24.02.2023

¿Pero qué #¢%&# estoy haciendo yo aquí?

Recuerdo perfectamente aquella sensación. Recuerdo mirar a la gente que me rodeaba a diario en las interminables y a menudo tensas reuniones de producción y preguntarme si alguien más se sentiría como yo.

En aquel momento ni siquiera me planteaba que muchos de mis colegas estaban pasando por lo mismo. Ahora, algunos años y muchos cursos y conversaciones después, lo sé muy bien. Estoy seguro de que sí.

Cuando me despidieron se me ofreció la oportunidad de descubrir mi propósito; me siento enormemente afortunado por ello.

Digo que soy un afortunado porque creo que no hubiese dado el paso por mí mismo, y eso que mis circunstancias eran fáciles. O quizás precisamente por lo sencillo que era todo, al menos en parte.

También me siento afortunado porque sé que no hubiese crecido fotográficamente mientras trabajaba en fábricas en las que se producían cosas tan arbitrarias como paneles solares, ambulancias o contenedores plásticos de cientos de litros.

Ni mientras vendía material de oficina por teléfono, ni mientras llevaba la prevención de riesgos de una empresa de instalación de alarmas y sistemas de extinción de incendios.

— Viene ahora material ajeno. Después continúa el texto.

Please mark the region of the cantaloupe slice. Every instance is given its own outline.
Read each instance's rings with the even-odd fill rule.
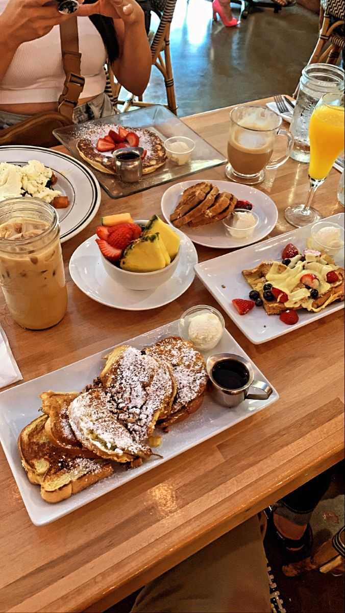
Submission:
[[[102,218],[102,226],[118,226],[119,224],[132,224],[133,219],[129,213],[118,213],[115,215],[105,215]]]

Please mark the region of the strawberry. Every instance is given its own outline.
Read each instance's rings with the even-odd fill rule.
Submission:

Por eso admiro tanto a quienes lográis crear casi a diario mientras dedicáis una gran parte de vuestro tiempo a cosas que no os gustan.

Os veo haciendo cosas tan bellas y tan significativas, buscando un camino propio, perseverando, que solo puedo quitarme el sombrero.

Mientras trabajaba por cuenta ajena la fotografía era una forma de evasión. Una distracción con la que disfrutaba mucho y con la que desconectaba de todo lo que no me llenaba.

Y está bien. Está muy bien.

Pero en un determinado momento empiezas a escarbar y descubres que puede ser mucho más. Eso y que para usarla como una forma de expresión no hace falta dejarlo todo.

Resulta que siempre ha ha habido – y hay – quien trabaja para pagarse las facturas (odio la expresión “ganarse la vida”) y usa la fotografía como un refugio.

Un lugar desde el que puedes hacer lo que quieres: buscar la belleza, profundizar en los demás, explorar los temas que te interesan, celebrar la vida…

Y también gritar contra todo lo que está mal. Sacar el brazo desde dentro del sistema y metérselo directamente en el ojo.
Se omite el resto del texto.